Loss after tax for the quarter amounted to SEK4.99bn, while gross margin was 46.3%. H&M said the decline in gross margin was mainly due to the costs included in “cost of goods sold” that cannot be adjusted at the same pace as the rapid evolvement of the Covid-19 situation. The cost of markdowns in relation to sales increased by around 3 percentage points.
Helmersson said “rapid” adjustments to product purchasing and buying plans meant that the stock-in-trade was able to be reduced somewhat in the second quarter compared with the previous year.
Meanwhile, sales in the period 1–24 June were down 25% in local currencies compared to the same period the previous year. Currently, 350 stores, representing 7% of the total, are still closed, while many still have local restrictions and limited opening hours.
However, while differing local restrictions mean the pace of recovery varies greatly between markets, it has so far been “better than expected.”
“Although consumption generally remains subdued, our recovery as restrictions have been eased shows that our assortment is relevant and appreciated by our customers,” she added.

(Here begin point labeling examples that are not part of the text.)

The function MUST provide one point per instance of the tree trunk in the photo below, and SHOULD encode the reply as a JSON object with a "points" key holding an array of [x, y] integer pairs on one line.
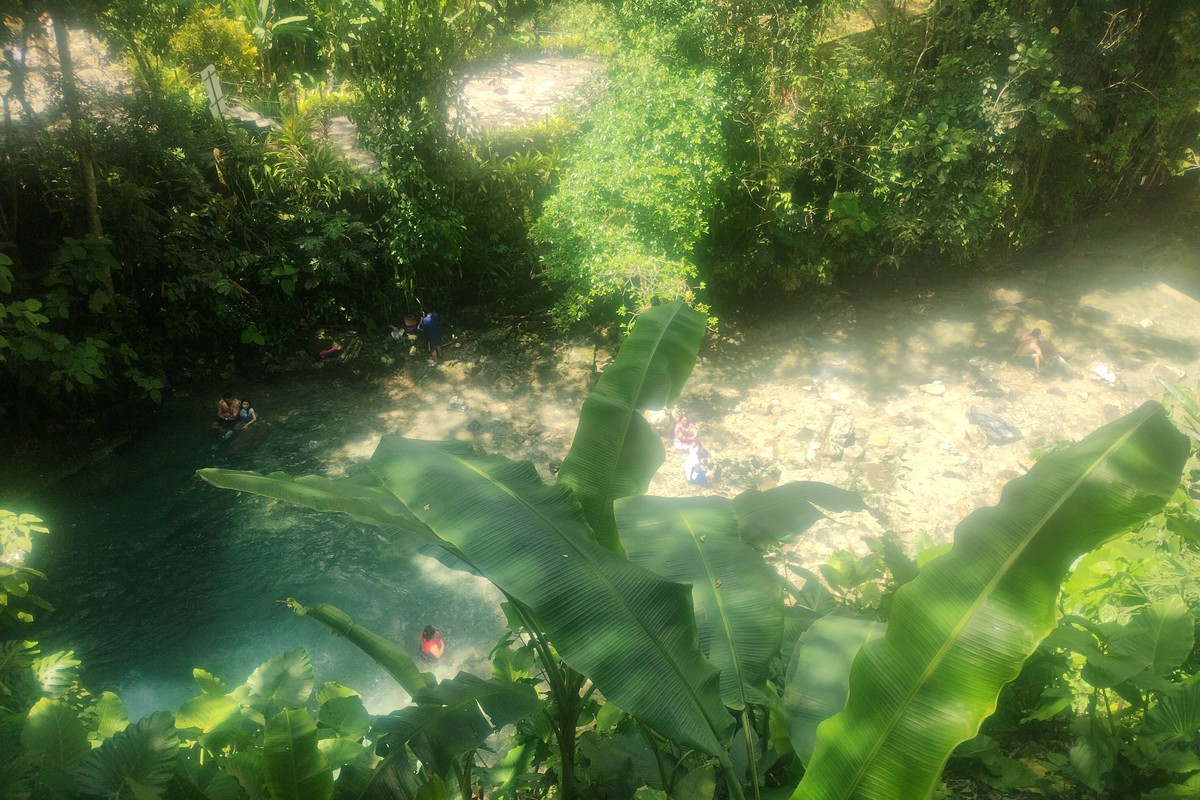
{"points": [[87, 164]]}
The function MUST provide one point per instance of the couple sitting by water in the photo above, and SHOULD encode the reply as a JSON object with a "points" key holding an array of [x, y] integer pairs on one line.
{"points": [[696, 468], [233, 414]]}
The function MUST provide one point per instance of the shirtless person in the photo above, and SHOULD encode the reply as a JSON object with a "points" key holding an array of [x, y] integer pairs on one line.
{"points": [[1031, 346], [227, 411]]}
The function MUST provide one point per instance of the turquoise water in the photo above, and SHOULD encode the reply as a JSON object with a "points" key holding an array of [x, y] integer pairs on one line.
{"points": [[154, 572]]}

Further online investment required
Kate Ormrod, lead retail analyst at data and analytics company GlobalData, notes H&M’s focus on trend-led seasonal product and the high level of markdown anticipated in Q3, mean profit recovery will take time.

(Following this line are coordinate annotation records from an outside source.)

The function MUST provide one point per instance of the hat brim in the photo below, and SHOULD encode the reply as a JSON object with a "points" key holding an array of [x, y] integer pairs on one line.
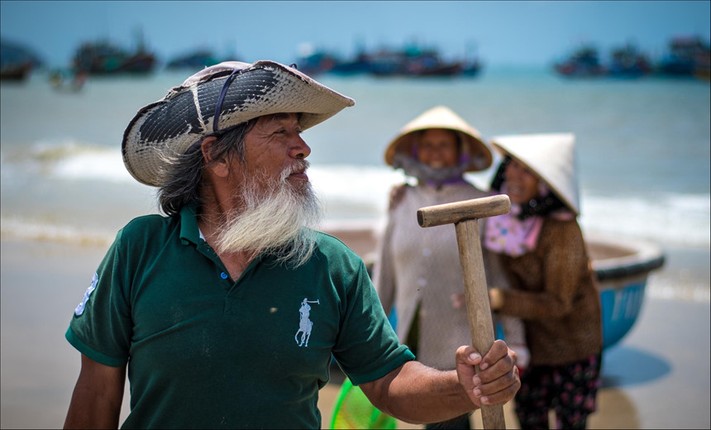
{"points": [[550, 158], [440, 117], [163, 130]]}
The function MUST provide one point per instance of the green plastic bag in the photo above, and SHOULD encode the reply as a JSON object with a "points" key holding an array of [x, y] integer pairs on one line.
{"points": [[353, 410]]}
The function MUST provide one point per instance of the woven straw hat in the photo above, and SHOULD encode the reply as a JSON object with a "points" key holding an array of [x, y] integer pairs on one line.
{"points": [[475, 151], [163, 130], [551, 157]]}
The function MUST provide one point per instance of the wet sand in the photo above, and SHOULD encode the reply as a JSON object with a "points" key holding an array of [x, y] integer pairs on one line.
{"points": [[657, 377]]}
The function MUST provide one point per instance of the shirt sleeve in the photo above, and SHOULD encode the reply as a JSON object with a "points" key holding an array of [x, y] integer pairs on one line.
{"points": [[368, 347], [101, 325]]}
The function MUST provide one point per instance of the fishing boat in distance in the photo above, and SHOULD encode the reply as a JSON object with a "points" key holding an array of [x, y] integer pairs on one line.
{"points": [[16, 61], [193, 60], [582, 63], [622, 268], [106, 58]]}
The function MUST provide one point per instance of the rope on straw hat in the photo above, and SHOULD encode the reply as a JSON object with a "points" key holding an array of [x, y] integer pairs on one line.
{"points": [[223, 93], [221, 99]]}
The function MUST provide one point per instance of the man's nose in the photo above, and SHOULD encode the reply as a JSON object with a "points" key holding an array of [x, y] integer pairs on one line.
{"points": [[299, 148]]}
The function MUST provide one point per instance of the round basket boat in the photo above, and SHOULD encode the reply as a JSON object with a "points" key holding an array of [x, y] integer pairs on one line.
{"points": [[622, 268]]}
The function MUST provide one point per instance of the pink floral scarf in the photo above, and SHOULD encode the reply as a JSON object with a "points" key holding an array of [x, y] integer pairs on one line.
{"points": [[509, 235]]}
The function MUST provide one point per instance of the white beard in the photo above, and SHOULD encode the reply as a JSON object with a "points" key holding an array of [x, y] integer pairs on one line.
{"points": [[278, 221]]}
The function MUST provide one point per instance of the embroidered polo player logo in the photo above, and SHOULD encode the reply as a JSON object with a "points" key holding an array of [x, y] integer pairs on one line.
{"points": [[305, 324]]}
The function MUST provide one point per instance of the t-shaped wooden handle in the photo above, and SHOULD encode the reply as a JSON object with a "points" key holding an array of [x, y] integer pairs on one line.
{"points": [[464, 215]]}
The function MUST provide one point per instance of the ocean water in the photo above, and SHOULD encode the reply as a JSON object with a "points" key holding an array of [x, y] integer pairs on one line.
{"points": [[642, 149]]}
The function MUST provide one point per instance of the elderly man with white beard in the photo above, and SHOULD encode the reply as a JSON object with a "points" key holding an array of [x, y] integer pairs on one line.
{"points": [[227, 310]]}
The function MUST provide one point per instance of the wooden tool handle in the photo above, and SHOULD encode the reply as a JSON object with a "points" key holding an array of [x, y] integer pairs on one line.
{"points": [[481, 325], [452, 213]]}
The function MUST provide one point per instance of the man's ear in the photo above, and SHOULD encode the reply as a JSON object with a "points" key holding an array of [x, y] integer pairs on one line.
{"points": [[218, 167]]}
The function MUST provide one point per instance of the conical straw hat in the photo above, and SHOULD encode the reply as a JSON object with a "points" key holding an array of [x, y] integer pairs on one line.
{"points": [[551, 157], [474, 150]]}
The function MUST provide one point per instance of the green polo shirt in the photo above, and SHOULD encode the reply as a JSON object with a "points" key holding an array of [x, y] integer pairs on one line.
{"points": [[206, 351]]}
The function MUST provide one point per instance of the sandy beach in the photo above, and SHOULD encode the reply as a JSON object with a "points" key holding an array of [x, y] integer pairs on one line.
{"points": [[657, 377]]}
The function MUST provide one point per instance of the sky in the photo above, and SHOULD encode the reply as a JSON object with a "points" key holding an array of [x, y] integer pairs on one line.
{"points": [[498, 32]]}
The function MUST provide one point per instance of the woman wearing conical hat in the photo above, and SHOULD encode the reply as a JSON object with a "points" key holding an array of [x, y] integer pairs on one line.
{"points": [[541, 249], [418, 271]]}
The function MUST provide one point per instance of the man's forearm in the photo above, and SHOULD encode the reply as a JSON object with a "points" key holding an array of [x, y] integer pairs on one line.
{"points": [[97, 397], [419, 394]]}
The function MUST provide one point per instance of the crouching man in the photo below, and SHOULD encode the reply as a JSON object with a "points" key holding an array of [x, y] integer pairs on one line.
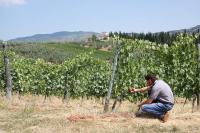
{"points": [[159, 92]]}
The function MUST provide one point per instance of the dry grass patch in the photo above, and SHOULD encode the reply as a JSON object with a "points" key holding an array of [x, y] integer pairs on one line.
{"points": [[30, 115]]}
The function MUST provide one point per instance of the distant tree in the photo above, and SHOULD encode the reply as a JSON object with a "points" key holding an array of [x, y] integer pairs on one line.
{"points": [[111, 34], [94, 37]]}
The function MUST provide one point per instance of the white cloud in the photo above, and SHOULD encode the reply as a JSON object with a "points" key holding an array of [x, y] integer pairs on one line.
{"points": [[9, 3]]}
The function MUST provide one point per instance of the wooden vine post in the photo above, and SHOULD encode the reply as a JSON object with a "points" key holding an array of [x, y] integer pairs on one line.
{"points": [[112, 78], [7, 69], [198, 95]]}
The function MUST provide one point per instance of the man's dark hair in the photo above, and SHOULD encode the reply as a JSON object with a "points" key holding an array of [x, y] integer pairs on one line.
{"points": [[151, 76]]}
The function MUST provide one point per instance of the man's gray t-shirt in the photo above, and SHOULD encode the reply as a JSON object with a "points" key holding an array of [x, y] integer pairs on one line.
{"points": [[162, 92]]}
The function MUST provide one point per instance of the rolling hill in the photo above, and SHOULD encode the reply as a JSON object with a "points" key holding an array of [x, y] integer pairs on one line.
{"points": [[63, 36]]}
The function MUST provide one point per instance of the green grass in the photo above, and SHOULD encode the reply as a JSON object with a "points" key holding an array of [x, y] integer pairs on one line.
{"points": [[76, 49]]}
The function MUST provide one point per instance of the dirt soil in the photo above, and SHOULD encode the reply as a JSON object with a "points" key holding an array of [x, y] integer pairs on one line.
{"points": [[30, 115]]}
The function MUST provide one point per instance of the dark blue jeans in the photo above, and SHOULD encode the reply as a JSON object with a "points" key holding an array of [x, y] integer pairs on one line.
{"points": [[157, 109]]}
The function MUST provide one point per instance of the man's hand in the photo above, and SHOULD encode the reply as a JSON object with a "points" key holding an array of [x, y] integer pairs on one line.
{"points": [[132, 90]]}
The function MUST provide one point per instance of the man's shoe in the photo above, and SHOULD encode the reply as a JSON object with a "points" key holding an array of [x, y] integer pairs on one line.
{"points": [[165, 117]]}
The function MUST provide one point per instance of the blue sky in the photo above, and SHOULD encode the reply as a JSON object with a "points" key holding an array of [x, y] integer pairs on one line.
{"points": [[21, 18]]}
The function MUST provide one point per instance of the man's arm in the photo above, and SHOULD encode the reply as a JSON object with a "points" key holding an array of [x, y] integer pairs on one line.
{"points": [[148, 101], [141, 89]]}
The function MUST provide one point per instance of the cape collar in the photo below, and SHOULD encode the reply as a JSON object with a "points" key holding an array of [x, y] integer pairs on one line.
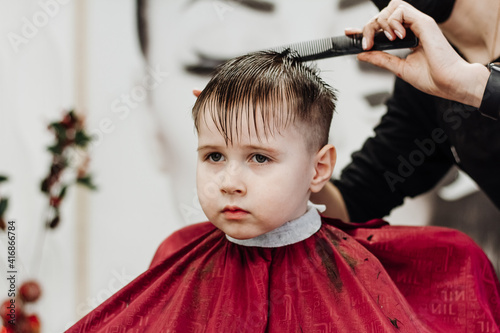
{"points": [[289, 233]]}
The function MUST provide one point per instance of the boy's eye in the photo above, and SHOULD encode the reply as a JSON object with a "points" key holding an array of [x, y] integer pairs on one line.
{"points": [[215, 157], [259, 158]]}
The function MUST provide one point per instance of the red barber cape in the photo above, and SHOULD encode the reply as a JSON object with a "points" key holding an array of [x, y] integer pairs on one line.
{"points": [[368, 277]]}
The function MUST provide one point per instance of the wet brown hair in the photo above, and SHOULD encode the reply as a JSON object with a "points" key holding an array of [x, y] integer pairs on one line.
{"points": [[275, 86]]}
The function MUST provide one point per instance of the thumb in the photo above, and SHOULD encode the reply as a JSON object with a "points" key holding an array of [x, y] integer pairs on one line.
{"points": [[383, 60]]}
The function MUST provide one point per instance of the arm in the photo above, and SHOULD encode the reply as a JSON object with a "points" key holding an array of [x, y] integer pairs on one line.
{"points": [[433, 67], [392, 165]]}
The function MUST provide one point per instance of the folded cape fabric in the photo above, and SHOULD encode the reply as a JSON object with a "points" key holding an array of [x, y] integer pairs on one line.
{"points": [[368, 277]]}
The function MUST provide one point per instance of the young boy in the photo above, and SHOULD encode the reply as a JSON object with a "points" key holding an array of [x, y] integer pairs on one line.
{"points": [[268, 262]]}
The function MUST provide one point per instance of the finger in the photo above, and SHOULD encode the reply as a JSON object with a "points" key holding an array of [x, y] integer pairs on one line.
{"points": [[369, 31], [196, 92], [384, 24], [396, 21], [383, 60]]}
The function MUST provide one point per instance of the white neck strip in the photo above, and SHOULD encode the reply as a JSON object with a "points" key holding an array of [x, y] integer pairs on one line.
{"points": [[289, 233]]}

“Consumer reluctance to visit physical stores, with the in-store experience dented by social distancing measures, and fewer social occasions to encourage spending, are obstacles to overcome in H2 – all with the threat of a second wave hanging overhead. H&M’s value positioning is undoubtedly beneficial, as many shoppers are expected to trade down, but unique product and showcasing value for money will be key to entice purchases post-pandemic.”

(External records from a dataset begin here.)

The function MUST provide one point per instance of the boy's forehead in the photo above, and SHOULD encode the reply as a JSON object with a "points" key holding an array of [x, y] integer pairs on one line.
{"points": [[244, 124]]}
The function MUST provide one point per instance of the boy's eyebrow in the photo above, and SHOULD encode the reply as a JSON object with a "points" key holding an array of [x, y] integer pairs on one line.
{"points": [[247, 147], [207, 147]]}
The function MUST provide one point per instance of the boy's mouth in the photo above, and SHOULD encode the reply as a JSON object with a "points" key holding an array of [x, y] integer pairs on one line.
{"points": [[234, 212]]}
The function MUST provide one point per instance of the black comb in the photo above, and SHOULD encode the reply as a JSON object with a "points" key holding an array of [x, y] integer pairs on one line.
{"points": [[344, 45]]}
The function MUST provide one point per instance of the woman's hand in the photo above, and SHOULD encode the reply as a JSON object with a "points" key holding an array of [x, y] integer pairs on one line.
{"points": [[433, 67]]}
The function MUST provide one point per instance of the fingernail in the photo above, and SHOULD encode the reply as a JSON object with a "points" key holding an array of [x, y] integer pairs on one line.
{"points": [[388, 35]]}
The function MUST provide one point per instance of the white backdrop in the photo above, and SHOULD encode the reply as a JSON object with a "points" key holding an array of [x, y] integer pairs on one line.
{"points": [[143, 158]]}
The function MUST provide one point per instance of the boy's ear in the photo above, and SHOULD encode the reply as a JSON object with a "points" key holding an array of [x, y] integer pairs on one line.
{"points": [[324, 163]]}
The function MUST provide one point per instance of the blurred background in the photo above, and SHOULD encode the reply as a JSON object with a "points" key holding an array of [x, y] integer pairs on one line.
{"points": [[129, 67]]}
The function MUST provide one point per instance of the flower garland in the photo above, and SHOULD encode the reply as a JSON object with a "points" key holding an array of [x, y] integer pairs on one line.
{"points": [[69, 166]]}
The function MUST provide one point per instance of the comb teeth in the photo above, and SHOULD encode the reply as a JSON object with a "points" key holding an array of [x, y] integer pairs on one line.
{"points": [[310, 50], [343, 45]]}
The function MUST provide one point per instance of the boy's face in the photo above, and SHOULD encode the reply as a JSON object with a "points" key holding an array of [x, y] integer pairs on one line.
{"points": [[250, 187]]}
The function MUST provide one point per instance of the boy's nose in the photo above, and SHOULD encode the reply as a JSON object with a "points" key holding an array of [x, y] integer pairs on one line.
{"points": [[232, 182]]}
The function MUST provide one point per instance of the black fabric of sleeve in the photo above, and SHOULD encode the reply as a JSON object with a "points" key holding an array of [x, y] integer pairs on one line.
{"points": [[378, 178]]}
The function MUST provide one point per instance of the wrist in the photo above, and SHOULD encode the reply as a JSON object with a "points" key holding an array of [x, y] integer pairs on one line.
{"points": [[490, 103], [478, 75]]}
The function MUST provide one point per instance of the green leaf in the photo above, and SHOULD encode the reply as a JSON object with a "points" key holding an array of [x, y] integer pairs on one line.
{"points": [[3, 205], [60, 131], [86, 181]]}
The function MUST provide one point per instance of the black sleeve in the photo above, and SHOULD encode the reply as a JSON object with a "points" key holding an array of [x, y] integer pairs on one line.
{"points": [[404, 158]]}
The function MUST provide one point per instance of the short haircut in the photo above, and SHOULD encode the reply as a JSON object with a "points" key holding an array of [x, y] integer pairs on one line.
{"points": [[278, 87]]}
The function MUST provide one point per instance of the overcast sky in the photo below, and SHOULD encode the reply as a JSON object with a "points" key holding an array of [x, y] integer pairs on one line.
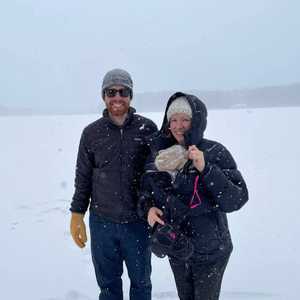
{"points": [[58, 51]]}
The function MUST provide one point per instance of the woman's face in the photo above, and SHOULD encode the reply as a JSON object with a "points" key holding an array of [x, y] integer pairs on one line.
{"points": [[179, 124]]}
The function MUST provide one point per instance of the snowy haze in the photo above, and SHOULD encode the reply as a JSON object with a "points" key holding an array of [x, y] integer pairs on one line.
{"points": [[39, 260], [54, 53]]}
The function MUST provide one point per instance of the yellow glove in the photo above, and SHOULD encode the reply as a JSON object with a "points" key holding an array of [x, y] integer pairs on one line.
{"points": [[77, 228]]}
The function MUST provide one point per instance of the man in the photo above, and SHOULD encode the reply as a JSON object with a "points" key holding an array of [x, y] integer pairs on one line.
{"points": [[110, 162]]}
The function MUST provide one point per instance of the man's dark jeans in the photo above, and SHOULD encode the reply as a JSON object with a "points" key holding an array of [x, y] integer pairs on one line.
{"points": [[115, 243]]}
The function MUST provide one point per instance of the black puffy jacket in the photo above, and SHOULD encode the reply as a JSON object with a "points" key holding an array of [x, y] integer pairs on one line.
{"points": [[110, 163], [221, 186]]}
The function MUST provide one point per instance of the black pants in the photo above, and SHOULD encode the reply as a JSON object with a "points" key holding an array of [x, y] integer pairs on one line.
{"points": [[199, 280]]}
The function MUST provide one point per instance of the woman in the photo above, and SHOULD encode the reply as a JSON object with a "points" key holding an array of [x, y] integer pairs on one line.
{"points": [[189, 185]]}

In addition, Ormrod notes a large store estate was undesirable in H&M’s mature markets even before Covid-19 but is “especially unnecessary” given the swift global shift to online in the second quarter.
“H&M is known for having been late to the party when it comes to embracing online, but following heavy investment in recent years, the value player will have been better able to protect itself during lockdown than some competitors – and, in the UK, likely benefitted from Primark shoppers’ inability to buy online.
“The online channel accounted for 28% of group sales in H1, compared to 16% in FY2018/19. H&M’s pureplay rivals set the standard when it comes to online experience and fulfilment, leaving H&M with work to do in H2 to elevate its online offer to drive conversion and basket sizes.”